The president of a multinational chemical and consumer goods company headquartered in Europe noted that local talent with the right skills set for multinationals are also not easy to find.
“The local talent with skills is in high demand as Chinese companies want to become more active globally, and multinationals continue to expand and have fewer foreigners,” he said. According to him, the localization of talent in multinationals has been an ongoing trend for years and has accelerated because of covid. He also declined to disclose the name or his company.
The talent localization strategy doesn’t work for every sector.

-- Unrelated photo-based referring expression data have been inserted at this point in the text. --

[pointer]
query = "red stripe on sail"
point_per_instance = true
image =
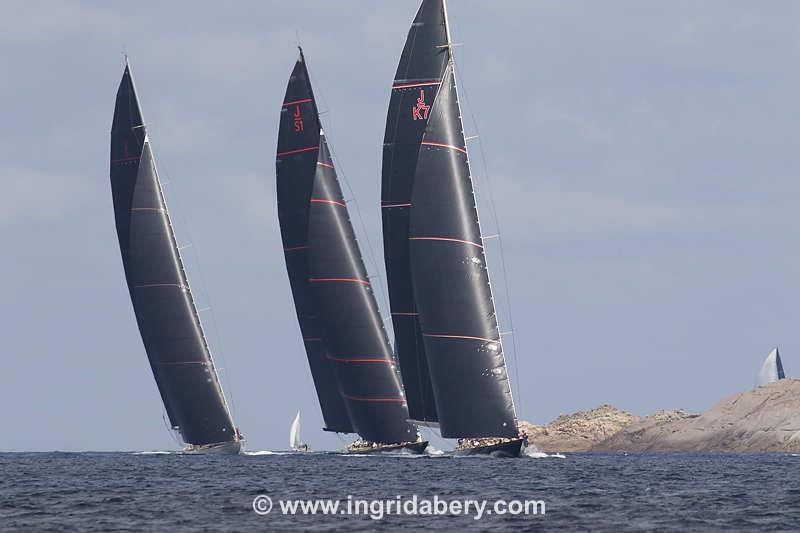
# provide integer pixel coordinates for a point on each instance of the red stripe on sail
(420, 84)
(467, 337)
(349, 280)
(392, 400)
(440, 145)
(295, 248)
(356, 360)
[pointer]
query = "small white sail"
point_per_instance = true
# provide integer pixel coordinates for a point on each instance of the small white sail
(771, 370)
(294, 433)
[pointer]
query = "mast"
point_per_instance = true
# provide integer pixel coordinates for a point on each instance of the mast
(328, 277)
(416, 83)
(447, 268)
(159, 289)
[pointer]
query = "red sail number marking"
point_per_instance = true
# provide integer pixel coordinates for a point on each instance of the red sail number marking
(420, 111)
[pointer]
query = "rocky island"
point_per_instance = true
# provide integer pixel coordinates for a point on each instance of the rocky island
(765, 419)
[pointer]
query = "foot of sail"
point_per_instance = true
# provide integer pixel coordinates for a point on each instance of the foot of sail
(218, 448)
(411, 447)
(493, 446)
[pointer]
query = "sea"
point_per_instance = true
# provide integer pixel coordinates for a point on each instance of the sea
(266, 491)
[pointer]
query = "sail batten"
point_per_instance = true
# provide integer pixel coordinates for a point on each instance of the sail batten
(165, 311)
(329, 279)
(771, 370)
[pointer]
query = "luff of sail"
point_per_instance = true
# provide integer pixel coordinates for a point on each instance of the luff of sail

Ramaswamy from Bosch said that companies rely on Chinese returnees more. But in niche areas that require advanced technical talent—such as artificial intelligence (AI) and software development—foreign talent becomes more important than in other industries.
Land of opportunities, still
Some expats who have stayed back in China may have benefited as well.
Gulani said that his company has offered better benefits to its foreign employees “to make it sweeter for them to stay”. Pal, the Indian journalist, said that international schools have offered higher salaries to attract foreign teachers to cope with the shortage of staff. He has at least three foreign friends who received multiple job offers from international schools—two to three times their existing salary.
“They got stuck in China and suddenly got jobs from schools,” he said. “Most have the feeling that China is becoming more self-reliant since the country has developed a huge talent pool. But international schools need foreign faces.”
Frank Tsai, the founder of China Crossroads, a platform for lectures by high-profile academics and business figures in Shanghai, said that in the past two months, he has been interviewed by nearly 15 media houses, including CNN, BBC, Bloomberg and The Wall Street Journal, on a range of topics, from the lockdown to politics in China. This has helped him gain popularity on LinkedIn, the professional networking platform. He has around 7,000 followers and his posts have generated up to 110,000 views.
According to him, this is partly attributed to the fact that there are fewer foreign experts that can share insights about China with the world. “I personally have benefited greatly from being a rare foreigner here,” he said.
Emotions vs rationality
Nonetheless, the choice regarding whether to leave or not is largely a battle between emotions and rationality, and a re-prioritization between career and family. People may have different answers depending on the stage of life they are in.
Looking back, Pal thinks he made the right decision to return to India in 2020. His father died in 2021. He felt fortunate to be by his side. He was also able to take care of his wife—she recovered from her illness. Although he has not been able to come back to China, he continues to work for different media organizations in China remotely, and is also involved in cross-cultural activities. He sees himself as a “bridge builder” between the two countries.
Shamim Zakaria, another journalist from India, has made a different choice. He hasn’t visited home for nearly three years. And yet, he has no plans to leave China anytime soon. In his late 20s, he is satisfied with his job and his career is progressing well.
“Every decision in life cannot be solely emotional. It has to be tactical and practical. I do miss my family. At times, you do feel down and might want to explore other opportunities. But I don’t think that can be a reason for me to leave as I established my career here,” he said.
Zakaria remains optimistic about the future. “I definitely feel at some point, the pandemic will wane and things will eventually get better. So, I’m just hoping for those good days.”